Natural language generation from images, or image captioning, is an emerging deep learning application that intersects computer vision and natural language processing. It also forms the technical foundation for many practical applications. Thanks to deep learning technologies, we have seen significant progress in this area in recent years. In this chapter, we have reviewed the key developments in image captioning that the community has made and their impact on both research and industry deployment.
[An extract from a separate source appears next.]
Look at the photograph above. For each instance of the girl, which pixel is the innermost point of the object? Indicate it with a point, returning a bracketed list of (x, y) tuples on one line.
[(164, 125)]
Two major frameworks developed for image captioning, both based on deep learning, are reviewed in detail. A number of examples of natural language descriptions of images produced by two state-of-the-art captioning systems are provided to illustrate the high quality of the systems’ outputs.

Looking forward, while image captioning is a particular application of NLG in NLP, it is also a subarea in the image-natural language multimodal intelligence field. A number of new problems in this field have been proposed lately, including visual question answering (Fei-Fei and Perona 2016; Young et al. 2014; Agrawal et al. 2015), visual storytelling (Huang et al. 2016), visually grounded dialog (Das et al. 2017), and image synthesis from text description (Zhang et al. 2017). The progress in multimodal intelligence involving natural language is critical for building general artificial intelligence abilities in the future. The review provided in this chapter can hopefully encourage new students and researchers alike to contribute to this exciting area.